Complete step-by-step answer:
Step-1 Here, we already given triangle $ABC$ and triangle $DEF$ is similar triangle i.e. $\Delta ABC \sim \Delta DEF$ The area of $\Delta ABC = 64c{m^2}$ and area of $\Delta DEF = 121c{m^2}$ The side of triangle $\Delta DEF$ is i.e. $15.4cm$ i.e. $EF = 15.4cm$. We have to find the value of $BC$ corresponding sides of $EF$ from triangle $ABC$.
We know that ratio of the area of two similar triangles is equal to the square of the ratio of their corresponding sides
So, it is given that $\Delta ABC \sim \Delta DEF$.
Step-2 $\dfrac{{area(\Delta ABC)}}{{area(\Delta DEF)}} = {\left( {\dfrac{{AB}}{{DE}}} \right)^2} = {\left( {\dfrac{{BC}}{{EF}}} \right)^2} = {\left( {\dfrac{{BC}}{{DF}}} \right)^2}$
Given that $EF = 15.4cm$, $area(\Delta ABC) = 64c{m^2}$, $area(\Delta DEF) = 121c{m^2}$ Therefore, $\dfrac{{area(\Delta ABC)}}{{area(\Delta DEF)}} = {\left( {\dfrac{{BC}}{{EF}}} \right)^2}$
Then implies; $\left( {\dfrac{{64c{m^2}}}{{121c{m^2}}}} \right) = \dfrac{{B{C^2}}}{{{{(15.4cm)}^2}}}$
The implies $\sqrt {\dfrac{{64c{m^2}}}{{121c{m^2}}}} = \dfrac{{B{C^2}}}{{15.4}}$
Square root of $64$ is $8$ and Square root of $121$ is $11$.
We get,
$\dfrac{8}{{11}} = \dfrac{{BC}}{{15.4}}$
Cross multiplication, we get
$\dfrac{{8 \times 15.4}}{{11}} = BC$
After solving,
$\dfrac{{8 \times 15.4}}{{11}} = BC$
$\dfrac{{112}}{{10}} = BC$
i.e. $11.2cm = BC$

Hence the value of side $BC$ is $11.2cm$.

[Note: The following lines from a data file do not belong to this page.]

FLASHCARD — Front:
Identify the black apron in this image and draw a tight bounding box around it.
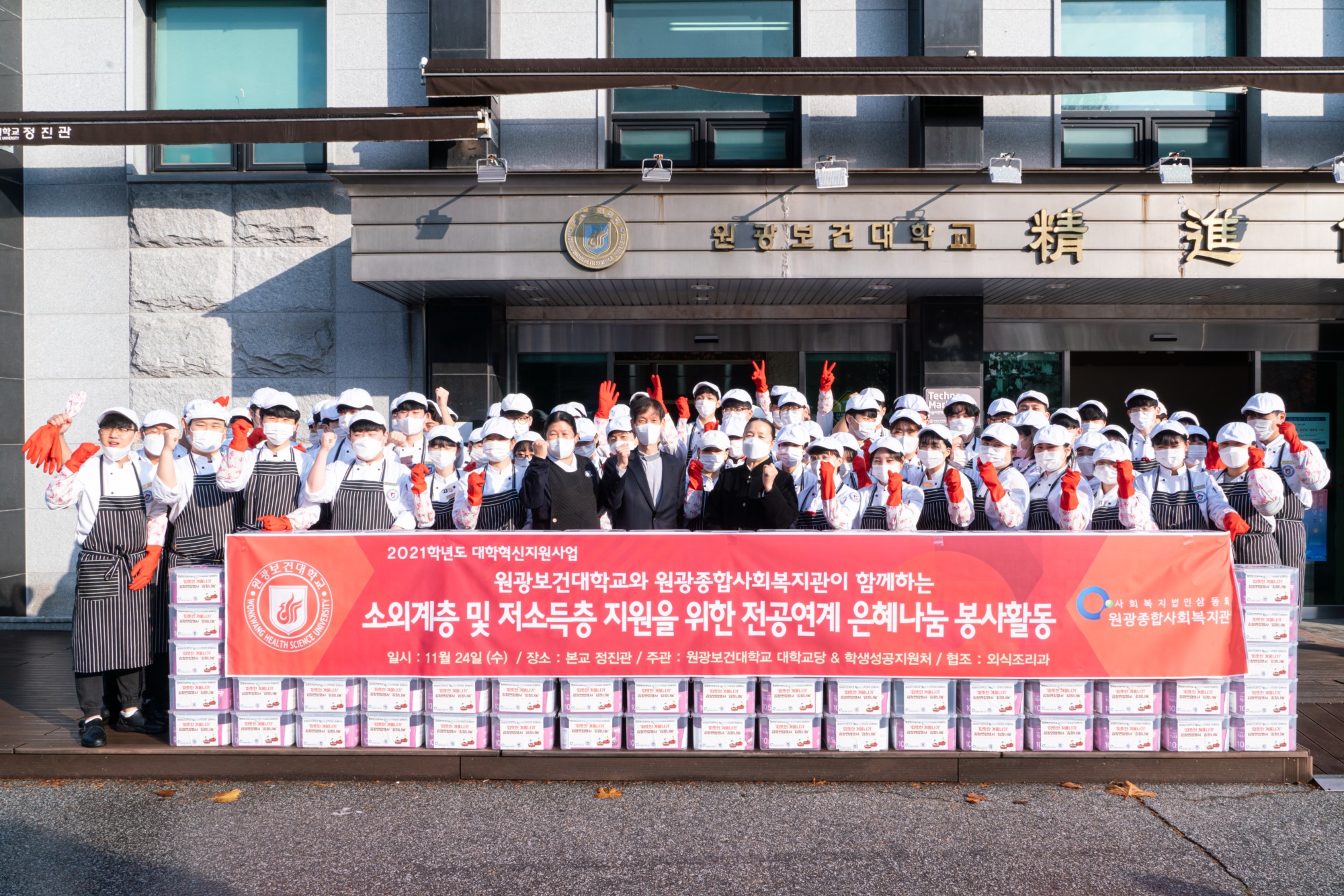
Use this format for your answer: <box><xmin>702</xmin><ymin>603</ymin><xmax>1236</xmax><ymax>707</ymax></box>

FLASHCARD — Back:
<box><xmin>331</xmin><ymin>457</ymin><xmax>396</xmax><ymax>532</ymax></box>
<box><xmin>70</xmin><ymin>457</ymin><xmax>151</xmax><ymax>674</ymax></box>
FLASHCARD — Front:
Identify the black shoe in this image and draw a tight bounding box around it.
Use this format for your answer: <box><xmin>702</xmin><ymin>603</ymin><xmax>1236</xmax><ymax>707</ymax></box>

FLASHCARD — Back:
<box><xmin>79</xmin><ymin>719</ymin><xmax>108</xmax><ymax>747</ymax></box>
<box><xmin>112</xmin><ymin>709</ymin><xmax>167</xmax><ymax>735</ymax></box>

Note: If two angles of a triangle have measure equal to the measure of two angles of another triangle, then the triangles are similar. Corresponding sides of similar polygons are in proportion and corresponding angles of similar polygons have the same measure.